The FT reports on a YouGov report, published today. (Registration may be needed for these links).
A majority of British adults would back stronger government intervention against online piracy if it helped protect media industry jobs, according to a survey released today.
The poll comes ahead of tomorrow's release of the Digital Britain white paper, which is expected to include legislation to force internet service providers to work with content owners to block file-sharing websites and aid the prosecution of persistent illegal downloaders.
In a survey of more than 2,000 people by YouGov for the Industry Trust for Intellectual Property Awareness, more than half supported preventing access to "unauthorised content" online.
These polls: over 50% are concerned about "media jobs"? I think we should see the questionnaire. 1. What is a file-sharing website? 2. How is the "blocking" going to be achieved? 3. What is a "persistent" downloader. 4. Was anyone asked about "new business models"? 5. What about educational initiatives?
And in another article - again jobs are the angle - the FT follows this news up with a piece by the executive chairman of Kudos Productions, Stephen Garrett.
In this parallel universe, consumer rights have acquired the status of a fascistic mantra.
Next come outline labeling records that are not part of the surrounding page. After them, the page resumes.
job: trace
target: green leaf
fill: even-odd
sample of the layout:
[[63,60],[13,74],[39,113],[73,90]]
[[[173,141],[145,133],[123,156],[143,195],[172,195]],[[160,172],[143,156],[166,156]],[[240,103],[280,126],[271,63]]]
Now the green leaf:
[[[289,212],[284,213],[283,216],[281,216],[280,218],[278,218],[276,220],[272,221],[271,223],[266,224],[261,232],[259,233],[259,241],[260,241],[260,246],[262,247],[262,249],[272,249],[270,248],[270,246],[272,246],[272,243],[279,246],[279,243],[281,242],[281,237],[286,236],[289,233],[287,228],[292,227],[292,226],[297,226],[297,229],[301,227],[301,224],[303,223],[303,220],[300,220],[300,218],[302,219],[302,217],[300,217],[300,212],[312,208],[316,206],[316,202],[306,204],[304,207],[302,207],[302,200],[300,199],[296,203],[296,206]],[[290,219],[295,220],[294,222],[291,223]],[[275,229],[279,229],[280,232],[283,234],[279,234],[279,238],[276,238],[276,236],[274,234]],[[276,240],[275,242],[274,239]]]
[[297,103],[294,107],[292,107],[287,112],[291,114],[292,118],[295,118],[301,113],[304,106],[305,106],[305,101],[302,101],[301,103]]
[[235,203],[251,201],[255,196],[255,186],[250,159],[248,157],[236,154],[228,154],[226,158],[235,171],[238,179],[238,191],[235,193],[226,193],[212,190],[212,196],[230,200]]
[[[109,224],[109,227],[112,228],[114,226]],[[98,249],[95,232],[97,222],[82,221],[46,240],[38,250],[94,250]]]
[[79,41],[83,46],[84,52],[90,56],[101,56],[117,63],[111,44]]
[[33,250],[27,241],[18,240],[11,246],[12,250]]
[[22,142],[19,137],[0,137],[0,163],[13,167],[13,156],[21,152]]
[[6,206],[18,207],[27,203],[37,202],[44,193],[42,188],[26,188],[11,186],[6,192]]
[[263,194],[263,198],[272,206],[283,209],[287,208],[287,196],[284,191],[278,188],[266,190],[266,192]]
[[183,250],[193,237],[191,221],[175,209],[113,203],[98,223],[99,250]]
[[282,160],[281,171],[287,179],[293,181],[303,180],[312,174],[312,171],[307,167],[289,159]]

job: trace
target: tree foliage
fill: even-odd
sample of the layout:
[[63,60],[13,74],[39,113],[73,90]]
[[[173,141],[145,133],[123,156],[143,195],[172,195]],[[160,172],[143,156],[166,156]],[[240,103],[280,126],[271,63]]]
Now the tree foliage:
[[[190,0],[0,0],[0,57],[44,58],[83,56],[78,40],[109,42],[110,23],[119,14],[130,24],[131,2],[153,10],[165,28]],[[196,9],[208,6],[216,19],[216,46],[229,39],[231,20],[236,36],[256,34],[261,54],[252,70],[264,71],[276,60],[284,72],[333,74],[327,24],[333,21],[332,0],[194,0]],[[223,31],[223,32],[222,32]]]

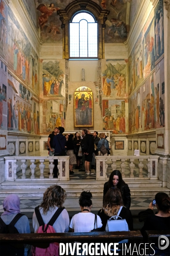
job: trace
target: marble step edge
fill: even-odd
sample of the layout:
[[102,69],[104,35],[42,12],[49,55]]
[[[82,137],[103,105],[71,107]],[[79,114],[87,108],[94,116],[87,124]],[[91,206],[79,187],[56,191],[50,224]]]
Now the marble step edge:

What the consumer wants, the consumer gets, even if he does not want to pay for it. Everyone has, to some extent, colluded in this fantasy, blocking out the advertisements while consuming – for “free” – newspapers, films, television shows and music on legitimate websites. Now, and this has happened very quickly, consumers assume they have a right to these things. Free, and forever. Unfortunately this fantasy is unsustainable. All of these cost money to produce; in the case of TV dramas such as Spooks that my company produces, a huge amount. At the point when these creative products enter cyberspace, they are only partly paid for. Producers are dependent on revenues from DVDs and international sales, which piracy hits.
Piracy happens on the internet. The greater the bandwidth, the easier piracy is. We in the creative industries have asked (nicely) that the internet service providers should help tackle piracy by responding in a graduated way to customers of theirs identified as offering or downloading pirated material. The sequence would be along the lines of a warning letter, a “squeezing” of bandwidth, a further cut in bandwidth and then the ultimate sanction: a limitation of service.
It is worth noting here how film and music have (silently) become the UK creative content industry. Where is publishing? Gaming? Software? Academic publishing?